André Breton, Nadja (1928)
Keshi artwork by chaussette b. Instagram / chaussetteb
Poème publié dans le magazine @traitdunionfr de septembre 2020 !
 
Nuit
Entre la roue d’la Tour-Maubourg,
Loin des pantins Pantin, tout à côté Mong-Kok,
A quelques encoignures des Fours qui fumivores
Fument jusqu’aux matins,
Y’avait quartier du Gros-Caillou,
Une Sphinge-énigme dont les yeux doux dardaient satin.
De braises abruptes et sans lendemain,
Je dévidais bobine, suivais mon mou chemin
Il faisait nuit, il faisait noir,
Plus m’approchais, plus me sentais lointain,
Il faisait jour, il faisait soir,
Mais j’étais pas certain.
Au Temple Fumoir – Karaoké Pandore,
Théâtre magique, seulement pour les fous
Ce furent des somnolences, grisant, comme des paratonnerres, d’encore,
Et des intempérances comme des coups de boutoir.
Tous revenaient la voir, et puis s’empoisonner et de fées vertes et de blés noirs,
Labdacides et contristés, boitant, boitant, boitant encore dans cette mélopée,
Ce carousel de louves sans portes dérobées
Où les sirènes et les serveurs chantaient au débotté :
« Des traces d’amour
Sur d’anciennes maîtresses, ma sœur
Des races d’étreintes
Sur d’ici-bas prêtresses, mon cœur
Viennent les orages comme les rumeurs »
Et je ne sais plus si j’ai inventé ce refrain,
En quatre temps, ou en cinq actes.
Son bas à elle, Keishi le remontait,
Moi beau Baal je lui balbutiais…
Gestes barrières vains, tragi-comiques,
Loin des baisers colombins et des fables en hic.
Une gorgone, Keishi, au magnétisme noir,
Dont la douleur vous pétrifiait d’égards.
Pisse-lyre, je lui bissai
Que tous les hommes voulaient l’avoir:
« La rencontre des yeux,
Des je t’aime parjures
Qui n’auront pas lieu,
Des cocktails drogue dure
Puis la poudre aux yeux
Qui rien d’bon n’augure
Éteignent nos cieux »
Et tout autour sûrs d’eux, et tous autour firent mieux,
Œdipes à contretemps dans une pièce écrite d’avance :
Spectacular Sisyphes spectaculaires
A pilonner des gros cailloux sur des cuvettes en fer.
Toute la destruction du monde dans un coup de hanche,
Tout ton sourire crépusculaire défait par la domination d’un manche,
Leurs fougues alanguies, tu disais non, tu disais oui, pourvu qu’ils ne croisent ton regard.
Aux alentours soufflaient les non, les oui, loin des béni-oui-oui,
Que tu pétrifiais d’égards.
« Tu es partie
Je sus
Que glissèrent
Toutes
Tes mues
Et que tous tout autour
Se sont
Tus. »
–  Keishi tu es un diable dont les mains glissent, arpentent parois et misent sur des lendemains-champagne que présent grise.

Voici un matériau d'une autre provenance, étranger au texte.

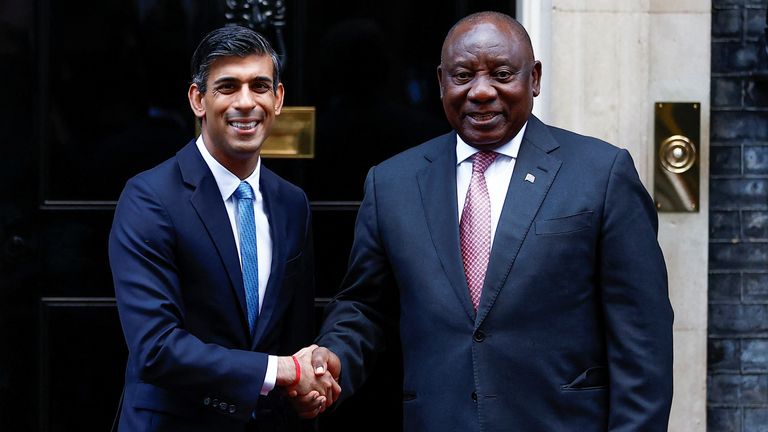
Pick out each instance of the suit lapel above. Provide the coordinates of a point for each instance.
(522, 202)
(207, 202)
(437, 184)
(276, 297)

Tu parles de tes parents, surtout de ce qu’ils vont en penser, puis ne veux plus penser à rien, mutine, sur futur vise, ton échappée, ne retiens plus tes mains. Jusqu’au petit matin. Tu te moques de tout et les imite, prends ma place, ronds de fumée et morgues audaces : « faut apprendre à crever à la seconde ma meuf, c’est comme ça que la mort s’apprivoise », et tu tousses, et ris, et te ressers, en nage, heureuse. « Et n’oublie jamais que je t’aime ». C’est des promesses de gosses, tu ris : « Ça se cogne en coin, on croit que, promet, puis rien. Tu sais bien que c’est un jeu, que je ne t’aimerai point. » –
Jour
Entre la rue d’la Tour-Maubourg et…
Loin des quartiers Latins, passé Sheung Wan,
A quelques encoignures des Tours qui tournicotent
Tournent jusqu’au matin,
Y’avait quartier du Gros-Caillou
Une Chimère dont les feux doux diapraient satin.